At Witt’s End: Bklyn Dems need a kumbaya moment

Brooklyn Democrats
County Committee Chair Arleny Alvarado-McCalla and Brooklyn Parliamentarian Rob Robinson ran the Party’s Organizational meeting. Photo by Stephen Witt
Stephen Witt

When it comes to righteous indignation, Brooklyn’s white-run Democratic Party progressive reform movement has no peers, except for maybe Brooklyn’s mainstream Black Democrats.

The latest brouhaha occurred this past Wednesday night at the Coney Island Amphitheater at the Brooklyn Democratic Party organizational meeting, held every two years, and in which roughly 1,200 party regulars poured in to formally participate in county committee business.

As a reporter, I attended the meeting for the main news of the night – the expected re-election of Brooklyn Democratic Party Chair Rodneyse Bichotte Hermelyn over Assembly Member Maritza Davila and/or whoever else the progressive movement supported.

The meeting was slated to go from 7-10 p.m., but its start was delayed due to technical issues including a faulty WiFi system used to check in the thousands of County Committee Members attending to ensure accuracy and transparency.

Many of these county committee members came from the reformer’s ‘Rep your block’ initiative, which many mainstream Blacks and working-class Hispanics see as akin to political gentrification to take over the party.

While there, I saw and heard from a number of these progressives who grumbled with righteous indignation over how the technical difficulties were some kind of conspiracy to keep their reform suggestions at bay and not be voted on.

However, after speaking with County Committee Chair Arleny Alvarado-McCalla, a Latina, and Brooklyn Parliamentarian Rob Robinson, a Black man, who ran the meeting, it did appear that the meeting’s slow start was indeed due to technical difficulties and challenged organizational skills.

Finally, after getting everybody checked in and the meeting started, it was constantly interrupted by reformist boos and speakers complaining about the process. Then just after the first rules vote took place, the Coney Island Amphitheater turned its electricity off at 11:30 p.m., leaving no sound system to conduct the full meeting accordingly.

With the meeting canceled, reformist election attorney Howard Graubard did something really insensitive. He led the reformers in singing the Civil Rights era song, ‘We Shall Overcome’.

A good few of American Black party members took great umbrage to this as the song was a rallying cry to stop the 100 years of Jim Crow and shouldn’t be confused with white-instituted procedural rule changes to the local Democratic Party. Jim Crow notably included institutional lynchings, killings, extreme sometimes government sanctioned violent targeting of American Blacks. Something that many Blacks spilled blood and died over before overcoming in the 1960s Civil Rights movement.

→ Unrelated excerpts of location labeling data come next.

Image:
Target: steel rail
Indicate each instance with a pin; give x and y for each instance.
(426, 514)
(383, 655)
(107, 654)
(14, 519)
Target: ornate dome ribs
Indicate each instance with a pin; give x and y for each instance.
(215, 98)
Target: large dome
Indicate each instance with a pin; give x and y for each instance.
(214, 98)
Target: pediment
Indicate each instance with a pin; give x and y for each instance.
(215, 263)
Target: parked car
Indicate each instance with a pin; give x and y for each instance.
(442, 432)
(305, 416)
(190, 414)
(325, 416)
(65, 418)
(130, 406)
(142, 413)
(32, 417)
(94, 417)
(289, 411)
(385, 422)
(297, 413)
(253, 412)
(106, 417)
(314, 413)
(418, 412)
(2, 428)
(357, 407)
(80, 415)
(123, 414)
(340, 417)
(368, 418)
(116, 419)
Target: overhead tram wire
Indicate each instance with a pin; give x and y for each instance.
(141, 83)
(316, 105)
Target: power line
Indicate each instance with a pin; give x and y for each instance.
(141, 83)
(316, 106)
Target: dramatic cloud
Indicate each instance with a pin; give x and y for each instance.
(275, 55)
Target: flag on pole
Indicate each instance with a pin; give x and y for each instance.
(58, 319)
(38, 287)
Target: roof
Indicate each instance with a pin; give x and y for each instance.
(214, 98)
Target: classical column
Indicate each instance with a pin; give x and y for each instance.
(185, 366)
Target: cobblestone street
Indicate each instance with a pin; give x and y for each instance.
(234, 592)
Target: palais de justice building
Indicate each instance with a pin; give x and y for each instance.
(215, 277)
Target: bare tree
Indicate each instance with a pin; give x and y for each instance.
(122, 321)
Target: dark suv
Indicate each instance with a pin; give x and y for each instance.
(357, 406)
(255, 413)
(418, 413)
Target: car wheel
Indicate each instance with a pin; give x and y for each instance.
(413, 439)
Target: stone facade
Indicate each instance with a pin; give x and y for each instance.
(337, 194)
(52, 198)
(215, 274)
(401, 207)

Graubard has apologized for the insensitivity and progressive whites would do well to consider showing more empathy towards American Blacks. It is they who were greatly responsible for building this country at a large cost to mind, spirit and body. This includes current Brooklyn Democratic Party leadership, which shows great restraint and inclusiveness. 

Righteous indignations aside, here are a few suggestions, when the Brooklyn Democratic Party does a do-over Organizational Meeting held before Oct. 6.

Firstly, the meeting should be at a venue in Downtown Brooklyn, hopefully near a bar because long nights sometimes call for intermittent drinking. 

Secondly, the Brooklyn Democratic Party is responsible for buying pizza for everyone. Perhaps, the reformers can stop complaining about the most mundane things if they had some free food.

Reformers and mainstreamers alike need to come to a “Kumbaya moment,” make a real effort in getting opposing interests to reconcile in the name of harmony.